知の巨人・司馬遼太郎さんと偉大な劇作家・井上ひさしさんの対談。おふたりとも既に亡くなられましたが、本書では、日本がいま直面している課題、国家とは何か?、宗教とは何か? 日本人とは何か?について、歯に衣をきせることなく議論しています。
1995年の『現代』に4号にわたって連載された対談集です。オウム事件の直後であったので、対談にはそのことについても論じられています。
構成は次のとおり。「宗教と日本人」「『昭和』は何を誤ったか」「よい日本語、悪い日本語」「日本人の器量を問う」。

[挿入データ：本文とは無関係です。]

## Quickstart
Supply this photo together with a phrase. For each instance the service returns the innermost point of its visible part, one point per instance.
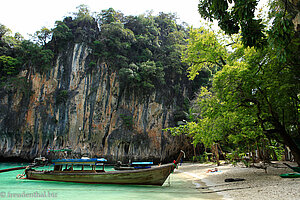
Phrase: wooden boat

司馬さんは日本は今、「煉獄」のなかにあるようであり、日本の発展は終わってしまって、現在の日本は「ほころびだらけの近代史」の延長上の停滞状況にあると語っています。井上さんは今の日本は「なんでもありだがなにひとつ確かなものはない」が、なんとか「美しき成熟」にもっていかなければならないと言っています。
該博なご両人なので、オウム真理教の独善性を糾弾しながら宗教の真の意味、人類の基本思想を論じ、明治憲法下の「統帥権」という「鬼胎」の指摘から始めて、天皇機関説、京大滝川事件と絡めながら憲法問題を論じています。語りがなくなり、薄っぺらな単語を連発する会話を嘆きつつ、新しい日本語の可能性を展望しています。
沈没しそうな日本丸、この対談は15年前。事態はいっそう悪くなっていますね。